Immutable configuration for :class:skfolio.model_selection.WalkForward.

Walk-forward backtesting partitions time series into successive train/test windows that respect the causal arrow of time.

Parameters

test_size : int Number of observations in each test window. train_size : int Number of observations in each training window. When expend_train is True, this is the initial training window size. purged_size : int Number of observations purged between train and test windows to prevent look-ahead bias. expend_train : bool When True, the training window expands as new data arrives (expanding window). When False, the training window rolls forward (rolling window). reduce_test : bool When True, the last test window may be shorter than test_size to avoid discarding data.

for_monthly_rolling() classmethod

Monthly test windows with one-year rolling training.

for_quarterly_rolling() classmethod

Quarterly test windows with one-year rolling training.

for_quarterly_expanding() classmethod

Quarterly test windows with expanding training.

build_cpcv(config=None)

Build a skfolio :class:CombinatorialPurgedCV cross-validator from config.

Parameters

config : CPCVConfig or None CPCV configuration. Defaults to CPCVConfig() (10 folds, 8 test folds).

Returns

CombinatorialPurgedCV A skfolio combinatorial purged cross-validator.

build_multiple_randomized_cv(config=None)

Build a :class:MultipleRandomizedCV cross-validator from config.

Parameters

config : MultipleRandomizedCVConfig or None Multiple randomised CV configuration. Defaults to MultipleRandomizedCVConfig().

Returns

MultipleRandomizedCV A skfolio multi-randomised cross-validator.

build_walk_forward(config=None)

Build a skfolio :class:WalkForward cross-validator from config.

Parameters

config : WalkForwardConfig or None Walk-forward configuration. Defaults to WalkForwardConfig() (quarterly rolling with one-year training window).

Returns

WalkForward A skfolio temporal cross-validator.

compute_optimal_folds(n_observations, target_train_size, target_n_test_paths, weight_train_size=1.0, weight_n_test_paths=1.0)

Compute optimal fold counts for CPCV.

Wraps :func:skfolio.model_selection.optimal_folds_number.

Parameters

n_observations : int Total number of observations. target_train_size : int Desired training window size. target_n_test_paths : int Desired number of backtest paths. weight_train_size : float Relative importance of matching train size. weight_n_test_paths : float Relative importance of matching path count.

Returns

tuple[int, int] (n_folds, n_test_folds) optimal parameters.

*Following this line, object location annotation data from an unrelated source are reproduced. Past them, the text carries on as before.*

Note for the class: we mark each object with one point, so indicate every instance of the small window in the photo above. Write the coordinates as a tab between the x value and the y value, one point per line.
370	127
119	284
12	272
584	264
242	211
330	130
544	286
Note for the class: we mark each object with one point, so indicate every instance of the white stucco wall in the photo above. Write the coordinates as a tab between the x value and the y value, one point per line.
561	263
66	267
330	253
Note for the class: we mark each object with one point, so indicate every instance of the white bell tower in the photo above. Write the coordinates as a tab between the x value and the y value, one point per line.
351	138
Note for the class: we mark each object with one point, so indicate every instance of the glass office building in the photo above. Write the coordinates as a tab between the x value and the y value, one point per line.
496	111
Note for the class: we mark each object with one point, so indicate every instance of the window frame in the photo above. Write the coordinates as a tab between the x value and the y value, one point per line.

run_cross_val(estimator, X, *, cv=None, y=None, params=None, n_jobs=None, portfolio_params=None)

Run cross-validated prediction with a temporal cross-validator.

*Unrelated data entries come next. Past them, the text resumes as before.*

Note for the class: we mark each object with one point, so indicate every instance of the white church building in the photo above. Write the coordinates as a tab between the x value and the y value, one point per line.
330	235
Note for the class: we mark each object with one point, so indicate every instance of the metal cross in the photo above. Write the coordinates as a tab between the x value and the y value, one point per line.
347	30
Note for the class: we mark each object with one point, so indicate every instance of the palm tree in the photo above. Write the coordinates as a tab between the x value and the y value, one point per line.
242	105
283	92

Thin wrapper around :func:skfolio.model_selection.cross_val_predict that enforces temporal splitting (no random shuffle).

Parameters

estimator : BaseEstimator A fitted-ready skfolio optimisation estimator or pipeline. X : array-like Return matrix (observations x assets). cv : temporal cross-validator or None Cross-validator. Defaults to WalkForward with quarterly test windows. y : array-like or None Benchmark returns or factor returns (for models that require fit(X, y)). params : dict or None Auxiliary metadata forwarded to nested estimators via sklearn metadata routing (e.g. {"implied_vol": implied_vol_df}). Requires sklearn.set_config(enable_metadata_routing=True) and the relevant set_fit_request calls on sub-estimators. n_jobs : int or None Number of parallel jobs. portfolio_params : dict or None Additional parameters forwarded to the portfolio constructor.

Returns

MultiPeriodPortfolio or Population Out-of-sample portfolio predictions. WalkForward returns a MultiPeriodPortfolio; CombinatorialPurgedCV and MultipleRandomizedCV return a Population.